The robot’s activity over time as perceived by the robot’s controller and recognition pipeline.

Experimental Results: For this experiment, pipeline scaler and model are trained with the 10 recordings of the previous experiment (Sect. 5.2). Figure 5 compares the robot activity over time as perceived by control layer and recognition pipeline. The pipeline recognizes the standing activity correctly. At the transition between standing and forward movement, the model makes two wrong predictions (200 ms) before recognizing the forward movement correctly. After about 7 s, the experimenter starts pulling Pepper’s base backward. While the control does not respond to the interference, the pipeline recognizes the change in the robot’s movement and classifies it first as backward, then left and then backward again. Because the experimenter pulls the robot unevenly, the recognized state then swings for a while between several states which are followed by a long backward movement. After about 10 s, the control sends a standing command and assumes Pepper came to a halt while in reality it is still being pulled by the experimenter. After about 13 s, the interference stops.

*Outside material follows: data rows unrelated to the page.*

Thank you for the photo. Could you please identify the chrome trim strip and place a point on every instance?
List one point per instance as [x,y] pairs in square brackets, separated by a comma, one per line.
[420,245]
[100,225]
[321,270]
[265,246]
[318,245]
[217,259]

To verify correct activity execution, the output of the recognition pipeline can be compared to the robot’s commands. If control and pipeline do not agree on the same activity for a certain amount of time (e.g. 0.5 s), an observation system can detect the unexpected behavior of the robot. This can then be used to allow the agent to communicate its problem to a remote supervisor.

6 Conclusion

This work introduced a activity recognition pipeline inspired by HAR methods to the robotics domain. The approach analyzes multiple streams of asynchronous sensor data to recognize the type of action a robot is performing and by doing so allows it to detect its own activities in the physical world. The robot could use this capability to verify its own activity execution or to narrate its actions to a remote person.

The recognition pipeline was evaluated in two experiments. In the first experiment, a set of 7 base movements executed by the service robot Pepper was recognized. It was shown how a model can achieve higher classification accuracy by analyzing combined data from heterogeneous sensors. In the second experiment, a person interfered with the forward movement of the robot by pulling its base backward. While the robot’s inbuilt capabilities were not able to detect the external interference, the pipeline successfully recognized the unexpected state. This suggests that the approach could be used to extend Pepper’s inbuilt capabilities with an additional verification system.

In future work, we want to recognize more complex activities that go beyond simple base movements. In particular, the application of plan detection is of interest to us. Here, we want to analyze how the recognized activities fit into a meaningful context. This work used proprioceptive sensors because they are more homogenous than external sensors and are closely relate to conventional HAR methods. In further research, readings from external sensors such as rgb cameras and depth sensors can be incorporated into the pipeline to enrich the activity information. Another question is if a model that was trained on one robot can provide accurate predictions when deployed on another robot of the same type.